• The Greek finance minister has today given the first details on the Greek stability plan, which is to be sent to the European Commission tomorrow.
  • The plan is very ambitious. Greece intends to bring the deficit down from around 13% of GDP last year to just 2.8% of GDP in 2012.
  • Good intentions are not enough. We lack details on how the deficit will be reduced. Hopefully the stability plan will include a detailed list of specific actions to be taken.
  • We are also concerned about the reliability of official data and the lack of public support for more prudent policies.
The Greek finance minister has today given the first details on the Greek stability plan, which is to be sent to the European Commission tomorrow. The Greek stability plan sees the budget deficit at 5.6% of GDP in 2011 and 2.8% of GDP in 2012. These are very ambitious targets that will demand some tough decisions. Bringing the deficit down from around 12.7% of GDP to 2.8% of GDP in just three years is an immense task and the cut in expenditures and/or increase in revenues required are obviously very substantial.

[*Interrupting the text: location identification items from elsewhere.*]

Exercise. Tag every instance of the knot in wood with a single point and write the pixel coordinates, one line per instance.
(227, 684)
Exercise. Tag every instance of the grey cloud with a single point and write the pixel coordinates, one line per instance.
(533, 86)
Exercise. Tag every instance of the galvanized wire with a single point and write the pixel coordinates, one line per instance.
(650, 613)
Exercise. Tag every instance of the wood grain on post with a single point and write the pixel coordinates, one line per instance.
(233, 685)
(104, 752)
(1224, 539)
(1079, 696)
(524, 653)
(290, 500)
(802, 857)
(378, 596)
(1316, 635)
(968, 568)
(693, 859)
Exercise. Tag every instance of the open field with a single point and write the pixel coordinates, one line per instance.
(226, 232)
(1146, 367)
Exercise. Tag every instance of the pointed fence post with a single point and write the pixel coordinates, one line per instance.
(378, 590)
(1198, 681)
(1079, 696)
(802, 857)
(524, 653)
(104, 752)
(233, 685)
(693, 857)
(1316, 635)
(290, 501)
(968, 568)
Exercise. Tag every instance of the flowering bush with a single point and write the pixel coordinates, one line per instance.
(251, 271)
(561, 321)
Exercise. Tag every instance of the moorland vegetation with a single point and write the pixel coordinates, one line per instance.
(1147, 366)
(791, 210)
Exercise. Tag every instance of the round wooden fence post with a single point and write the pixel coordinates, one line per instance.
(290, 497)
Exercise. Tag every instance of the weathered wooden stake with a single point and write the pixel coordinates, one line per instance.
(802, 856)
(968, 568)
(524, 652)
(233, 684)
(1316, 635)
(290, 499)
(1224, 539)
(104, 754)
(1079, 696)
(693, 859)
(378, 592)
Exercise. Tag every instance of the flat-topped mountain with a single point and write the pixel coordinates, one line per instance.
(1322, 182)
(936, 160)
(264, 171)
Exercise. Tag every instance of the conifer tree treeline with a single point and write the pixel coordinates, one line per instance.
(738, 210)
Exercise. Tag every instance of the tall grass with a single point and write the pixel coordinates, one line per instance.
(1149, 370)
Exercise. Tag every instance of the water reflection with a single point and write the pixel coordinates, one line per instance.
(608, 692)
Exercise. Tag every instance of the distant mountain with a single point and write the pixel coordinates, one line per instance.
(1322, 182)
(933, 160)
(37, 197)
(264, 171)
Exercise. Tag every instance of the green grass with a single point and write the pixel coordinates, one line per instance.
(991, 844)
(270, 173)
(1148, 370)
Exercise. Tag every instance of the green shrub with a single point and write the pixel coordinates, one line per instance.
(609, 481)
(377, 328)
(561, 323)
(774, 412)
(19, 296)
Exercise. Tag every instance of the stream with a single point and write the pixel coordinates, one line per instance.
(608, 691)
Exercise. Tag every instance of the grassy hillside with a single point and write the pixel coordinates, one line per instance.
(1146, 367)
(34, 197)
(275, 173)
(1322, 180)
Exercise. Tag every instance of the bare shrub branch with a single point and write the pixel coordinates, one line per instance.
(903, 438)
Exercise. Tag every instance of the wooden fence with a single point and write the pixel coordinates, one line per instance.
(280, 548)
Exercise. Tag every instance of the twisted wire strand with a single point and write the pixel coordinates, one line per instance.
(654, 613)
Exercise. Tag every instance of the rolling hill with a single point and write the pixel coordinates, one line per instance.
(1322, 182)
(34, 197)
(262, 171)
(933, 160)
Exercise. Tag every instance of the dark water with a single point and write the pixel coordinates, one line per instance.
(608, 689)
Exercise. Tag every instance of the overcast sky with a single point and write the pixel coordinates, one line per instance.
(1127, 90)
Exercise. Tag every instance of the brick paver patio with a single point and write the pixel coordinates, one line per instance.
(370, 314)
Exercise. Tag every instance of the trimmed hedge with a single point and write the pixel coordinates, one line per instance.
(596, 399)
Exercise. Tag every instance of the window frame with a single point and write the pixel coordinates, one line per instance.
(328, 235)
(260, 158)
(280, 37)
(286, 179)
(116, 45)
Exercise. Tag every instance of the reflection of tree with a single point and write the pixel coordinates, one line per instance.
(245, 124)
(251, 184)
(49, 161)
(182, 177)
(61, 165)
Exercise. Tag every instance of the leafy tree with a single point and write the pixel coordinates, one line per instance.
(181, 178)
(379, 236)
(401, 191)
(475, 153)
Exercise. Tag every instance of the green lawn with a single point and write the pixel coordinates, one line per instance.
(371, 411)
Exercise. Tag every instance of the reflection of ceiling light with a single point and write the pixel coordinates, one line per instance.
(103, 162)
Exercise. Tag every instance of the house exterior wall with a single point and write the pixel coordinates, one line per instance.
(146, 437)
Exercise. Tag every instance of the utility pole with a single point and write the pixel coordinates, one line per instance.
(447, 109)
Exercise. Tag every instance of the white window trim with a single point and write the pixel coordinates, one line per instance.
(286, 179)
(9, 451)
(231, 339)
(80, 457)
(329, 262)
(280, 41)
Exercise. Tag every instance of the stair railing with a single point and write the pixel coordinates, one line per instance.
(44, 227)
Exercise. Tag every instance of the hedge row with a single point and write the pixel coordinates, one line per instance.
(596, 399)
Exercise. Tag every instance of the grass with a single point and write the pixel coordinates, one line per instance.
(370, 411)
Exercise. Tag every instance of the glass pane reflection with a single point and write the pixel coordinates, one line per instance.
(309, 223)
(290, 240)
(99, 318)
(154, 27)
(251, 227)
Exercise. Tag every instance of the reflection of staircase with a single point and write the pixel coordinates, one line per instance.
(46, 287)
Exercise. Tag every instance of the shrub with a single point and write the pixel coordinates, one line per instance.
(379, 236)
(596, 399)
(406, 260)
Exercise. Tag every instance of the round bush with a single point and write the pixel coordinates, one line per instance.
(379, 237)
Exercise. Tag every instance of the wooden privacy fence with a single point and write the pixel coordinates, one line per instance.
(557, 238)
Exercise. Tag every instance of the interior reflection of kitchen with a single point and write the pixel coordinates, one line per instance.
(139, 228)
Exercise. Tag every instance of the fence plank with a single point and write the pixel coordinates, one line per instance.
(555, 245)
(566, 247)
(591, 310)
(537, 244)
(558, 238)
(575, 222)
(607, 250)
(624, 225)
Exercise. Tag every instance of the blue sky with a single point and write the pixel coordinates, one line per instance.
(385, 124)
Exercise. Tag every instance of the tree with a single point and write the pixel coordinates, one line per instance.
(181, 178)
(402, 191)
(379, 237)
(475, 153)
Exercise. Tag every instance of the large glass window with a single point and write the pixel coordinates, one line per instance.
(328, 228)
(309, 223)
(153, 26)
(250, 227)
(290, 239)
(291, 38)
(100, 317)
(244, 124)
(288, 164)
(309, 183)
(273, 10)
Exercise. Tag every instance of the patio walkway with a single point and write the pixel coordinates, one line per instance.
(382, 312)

Privatisation revenues are expected to give 2.3% of GDP over the next three years. The debt should then be 113.4% of GDP in 2013 according to the Finance minister (as referenced by Reuters). We believe that the debt ratio is already at 113% of GDP – and a debt ratio just below 130% in 2013 seems to be a more realistic target. In a no change scenario we estimate that the debt would reach 155% of GDP in 2013.

High growth can help to reduce the debt-to-GDP ratio. GDP growth is expected to reach 1.5% next year and 1.9% in 2012 according to the Finance Minister. We believe it is difficult to see how this might materialise at the same time as the government is tightening the budget by 3-4% annually.

We see three major problems:
  1. Good intentions are not enough. We lack details on how the deficit will be reduced. Hopefully the stability plan, which will be sent to the EC tomorrow, will help. If the Greek Government fails to deliver a detailed list of specific actions to be taken that could convincingly bring the deficit down by the magnitude foreseen in the stability plan we fear that markets would react negatively and spreads could widen further. A convincing plan could on the other hand lead to notable spread tightening.
  2. The European Commission report on Greek government deficit and debt statistics published earlier this week said that Greek fiscal statistics (and macroeconomic statistics in general) lack quality and further revision of Greek government debt and deficit cannot be ruled out. Historically there has been a tendency for upward revision. We believe the current official figures could underestimate the size of debt.
  3. Public support for tough choices is still lacking. Luckily the Greek government is only 101 days old, so it does not need to focus much on the next election, but the implementation of the plan will be so demanding that we should expect to see strikes, etc.